Fonctions de Perte pour les GAN : Entropie Croisée contre Distance de Wasserstein

L'entraînement des réseaux antagonistes génératifs (GAN) repose sur une dynamique compétitive entre deux modules neuronaux. Dans cette architecture, la fonction de coût agit comme le mécanisme de rétroaction principal, orientant l'optimisation du générateur et du discriminateur. Le choix de cette métrique influence directement la convergence du modèle, la stabilité de l'apprentissage et la diversité des échantillons produits.

L'Entropie Croisée : L'Approche Classique

Historiquement, les premières itérations des GAN ont adopté l'entropie croisée comme fonction objective.
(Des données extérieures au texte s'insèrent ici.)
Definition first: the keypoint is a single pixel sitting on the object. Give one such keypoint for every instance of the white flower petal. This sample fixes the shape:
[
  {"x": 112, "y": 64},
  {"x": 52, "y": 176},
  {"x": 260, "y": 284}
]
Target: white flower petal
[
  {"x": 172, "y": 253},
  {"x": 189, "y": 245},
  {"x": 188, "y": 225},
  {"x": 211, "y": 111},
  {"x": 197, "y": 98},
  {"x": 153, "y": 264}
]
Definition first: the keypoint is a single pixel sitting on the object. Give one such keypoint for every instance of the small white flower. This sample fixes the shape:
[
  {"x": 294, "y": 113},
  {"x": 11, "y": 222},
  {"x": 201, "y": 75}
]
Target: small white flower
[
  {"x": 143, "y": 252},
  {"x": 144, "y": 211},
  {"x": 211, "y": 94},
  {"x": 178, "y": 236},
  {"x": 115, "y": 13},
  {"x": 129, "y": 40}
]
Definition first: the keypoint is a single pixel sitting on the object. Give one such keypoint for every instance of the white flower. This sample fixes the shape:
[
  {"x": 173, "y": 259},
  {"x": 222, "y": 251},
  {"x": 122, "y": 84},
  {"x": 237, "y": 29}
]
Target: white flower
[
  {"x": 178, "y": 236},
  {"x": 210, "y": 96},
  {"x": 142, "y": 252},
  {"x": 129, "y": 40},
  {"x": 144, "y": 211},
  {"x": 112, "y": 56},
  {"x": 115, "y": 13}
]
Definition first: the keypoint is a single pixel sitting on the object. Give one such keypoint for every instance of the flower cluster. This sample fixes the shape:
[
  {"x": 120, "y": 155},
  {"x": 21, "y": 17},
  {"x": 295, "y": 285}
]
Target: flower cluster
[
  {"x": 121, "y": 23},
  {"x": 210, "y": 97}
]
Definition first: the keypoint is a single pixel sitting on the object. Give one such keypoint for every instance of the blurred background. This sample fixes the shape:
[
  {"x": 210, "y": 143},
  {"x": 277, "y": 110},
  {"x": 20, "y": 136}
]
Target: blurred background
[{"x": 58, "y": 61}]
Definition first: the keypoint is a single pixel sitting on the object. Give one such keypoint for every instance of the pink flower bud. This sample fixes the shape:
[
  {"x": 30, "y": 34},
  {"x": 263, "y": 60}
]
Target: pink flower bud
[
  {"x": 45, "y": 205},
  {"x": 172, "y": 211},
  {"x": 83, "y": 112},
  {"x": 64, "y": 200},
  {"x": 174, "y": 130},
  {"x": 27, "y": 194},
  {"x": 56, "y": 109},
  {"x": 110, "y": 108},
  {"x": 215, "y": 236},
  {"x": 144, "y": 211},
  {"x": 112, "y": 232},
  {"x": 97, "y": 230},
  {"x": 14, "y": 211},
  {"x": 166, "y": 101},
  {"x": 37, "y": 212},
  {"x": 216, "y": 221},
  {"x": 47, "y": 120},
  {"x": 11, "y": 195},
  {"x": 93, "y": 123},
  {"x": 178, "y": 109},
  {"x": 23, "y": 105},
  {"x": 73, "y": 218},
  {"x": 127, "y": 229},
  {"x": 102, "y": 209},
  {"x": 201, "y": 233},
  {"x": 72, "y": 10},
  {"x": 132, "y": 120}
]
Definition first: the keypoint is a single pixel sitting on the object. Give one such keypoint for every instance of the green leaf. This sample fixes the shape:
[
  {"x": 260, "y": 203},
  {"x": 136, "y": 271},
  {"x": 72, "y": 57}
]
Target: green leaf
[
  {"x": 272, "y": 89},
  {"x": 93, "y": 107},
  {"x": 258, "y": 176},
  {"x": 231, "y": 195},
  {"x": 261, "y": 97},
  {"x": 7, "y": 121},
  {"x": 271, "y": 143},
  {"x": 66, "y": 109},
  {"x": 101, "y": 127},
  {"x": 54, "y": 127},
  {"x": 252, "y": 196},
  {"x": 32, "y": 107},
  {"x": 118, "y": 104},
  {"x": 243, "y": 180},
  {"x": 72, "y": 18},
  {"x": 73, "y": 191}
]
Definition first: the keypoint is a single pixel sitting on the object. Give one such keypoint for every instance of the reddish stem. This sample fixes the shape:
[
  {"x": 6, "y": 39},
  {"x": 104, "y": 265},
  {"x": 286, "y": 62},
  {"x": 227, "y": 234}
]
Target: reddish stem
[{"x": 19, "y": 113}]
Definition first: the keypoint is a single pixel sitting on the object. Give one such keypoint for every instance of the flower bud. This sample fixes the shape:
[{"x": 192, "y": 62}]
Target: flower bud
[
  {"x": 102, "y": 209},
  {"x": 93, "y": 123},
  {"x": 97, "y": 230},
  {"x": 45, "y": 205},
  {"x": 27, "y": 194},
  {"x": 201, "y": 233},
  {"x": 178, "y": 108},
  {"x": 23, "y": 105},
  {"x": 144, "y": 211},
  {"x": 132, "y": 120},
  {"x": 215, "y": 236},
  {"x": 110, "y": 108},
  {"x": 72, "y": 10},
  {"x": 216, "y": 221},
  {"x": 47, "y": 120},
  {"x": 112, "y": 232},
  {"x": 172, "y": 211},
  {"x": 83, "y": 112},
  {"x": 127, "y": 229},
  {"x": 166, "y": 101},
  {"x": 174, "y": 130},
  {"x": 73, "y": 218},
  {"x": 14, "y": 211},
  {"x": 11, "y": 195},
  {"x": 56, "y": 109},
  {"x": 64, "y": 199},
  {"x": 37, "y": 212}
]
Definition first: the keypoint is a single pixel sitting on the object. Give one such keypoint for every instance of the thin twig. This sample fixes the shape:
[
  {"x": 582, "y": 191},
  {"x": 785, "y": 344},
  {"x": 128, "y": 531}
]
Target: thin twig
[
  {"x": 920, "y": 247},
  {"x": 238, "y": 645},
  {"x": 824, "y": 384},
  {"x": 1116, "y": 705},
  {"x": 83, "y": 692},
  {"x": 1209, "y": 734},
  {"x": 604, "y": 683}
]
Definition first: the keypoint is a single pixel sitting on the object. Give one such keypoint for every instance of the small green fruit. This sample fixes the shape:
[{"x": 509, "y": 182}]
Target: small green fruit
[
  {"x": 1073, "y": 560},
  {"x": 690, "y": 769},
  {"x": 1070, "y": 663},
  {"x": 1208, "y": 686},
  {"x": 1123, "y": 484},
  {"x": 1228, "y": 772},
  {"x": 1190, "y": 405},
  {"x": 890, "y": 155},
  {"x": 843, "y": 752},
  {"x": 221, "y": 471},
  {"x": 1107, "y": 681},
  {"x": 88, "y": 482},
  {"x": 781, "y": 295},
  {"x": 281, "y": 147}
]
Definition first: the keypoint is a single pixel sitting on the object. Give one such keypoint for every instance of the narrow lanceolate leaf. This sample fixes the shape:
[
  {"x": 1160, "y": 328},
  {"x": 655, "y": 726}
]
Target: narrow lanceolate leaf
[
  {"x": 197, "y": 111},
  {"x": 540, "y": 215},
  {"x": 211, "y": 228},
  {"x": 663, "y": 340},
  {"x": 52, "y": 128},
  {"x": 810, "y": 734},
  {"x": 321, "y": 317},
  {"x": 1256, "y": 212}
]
Issue de la théorie de l'information, cette métrique quantifie la divergence entre la distribution des données réelles et celle des données synthétiques.

Implémentation et Mécanisme

L'entropie croisée binaire (BCE) est couramment utilisée lorsque le discriminateur produit une probabilité via une fonction d'activation sigmoïde. Voici une implémentation typique sous PyTorch :

import torch
import torch.nn as nn

bce_criterion = nn.BCELoss()

# Préparation des étiquettes cibles
target_real = torch.ones(batch_size, 1, device=device)
target_fake = torch.zeros(batch_size, 1, device=device)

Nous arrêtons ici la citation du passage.